Frontotemporal dementia or FTD is a progressive disorder of the brain. It can can affect behaviour, language skills and movement.

For many people with FTD, the cause is not known. In around a third of people however it can be triggered by a genetic problem – we call this familial FTD.

The main genes involved are called:

• Tau or MAPT
• Progranulin or GRN
• C9orf72

There are also some other rare genetic causes of FTD which are uncommon. These genes are called:

• TBK1
• TARDBP
• VCP
• CHMP2B
• FUS
• SQSTM1

Some families have a clear family history of FTD but no abnormal genes have been identified at present.

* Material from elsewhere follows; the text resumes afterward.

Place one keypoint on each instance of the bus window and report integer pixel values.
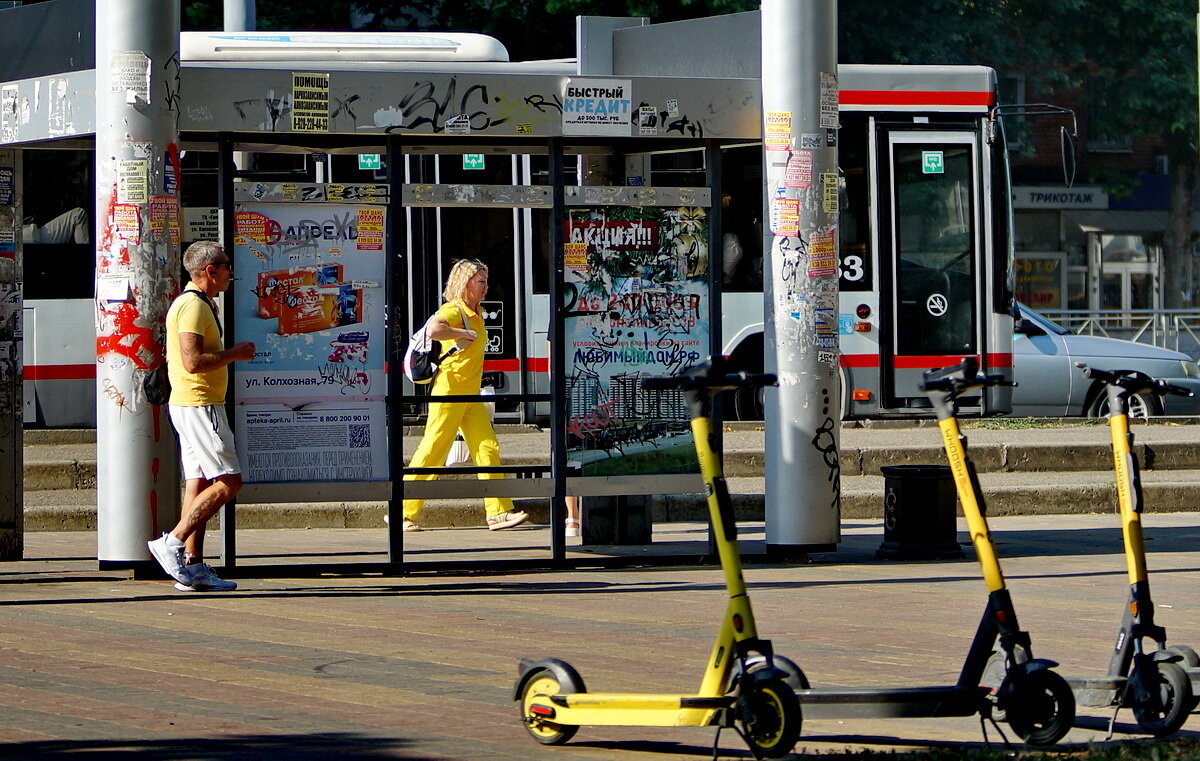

How likely am I to inherit FTD?

In people with abnormalities in these genes there is a 50 per cent chance that the abnormal version of the gene will be passed on to their children.

However there are a couple of important things to know:

• The age at which symptoms of FTD begin is very variable. Some people develop FTD around the same age that their parent developed it. However for other people there can up to twenty years difference in the age that FTD develops.
• In some of the genes, particularly GRN and C9orf72, there can be something that is called age-related penetrance. This means that although someone may carry the genetic mutation they may only develop FTD in older age or not at all.

How is familial FTD diagnosed?

Usually a diagnosis of FTD has already been made by a specialist by performing a series of tests including a scan of the brain.

A genetic test can then be performed on a blood sample in people who the specialist thinks may have a genetic cause of their FTD.

The test is usually done because a number of other family members have FTD or an associated disorder. However it is also done by some specialists when symptoms or brain scans suggest familial FTD.

What can I do if a relative has familial FTD?

In families who are known to have a gene abnormality, expert genetic advice is important.

If you are worried about your risk of developing familial FTD or wish to discuss it further, your GP or primary care physician will be able to refer you to a specialist genetics service to discuss your concerns and arrange genetic testing if needed.

The results of any genetic test have important implications not only for the person being tested but also for the rest of the family. It is important to discuss these carefully with someone who has expertise in genetic counselling, and also with the family, before any genetic tests are performed.

What support is available?

The Familial FTD support group has been set up to help members of families with familial FTD.

The aim is to provide the opportunity for people to find out more information about familial FTD and to meet other similar families.

The website can be found at www.raredementiasupport.org where more information is available.

Another useful organization is the Genetic Alliance – www.geneticalliance.org.uk

Is there research into familial FTD?

The Genetic FTD Initiative or GENFI is a group of research centres across Europe and Canada studying familial FTD.

The aim is to gain a better understanding of the disorder using brain imaging, blood and spinal fluid tests, and psychology testing. GENFI studies people who are over the age of 18 and have a first-degree relative with familial FTD. More information is available at www.genfi.org.

A similar study in the US is called ALLFTD, and in Australia is called DINAD – more information is available on the website of the FTD Prevention Initiative or FPI, which brings together all of the familial FTD studies in the world: www.thefpi.org.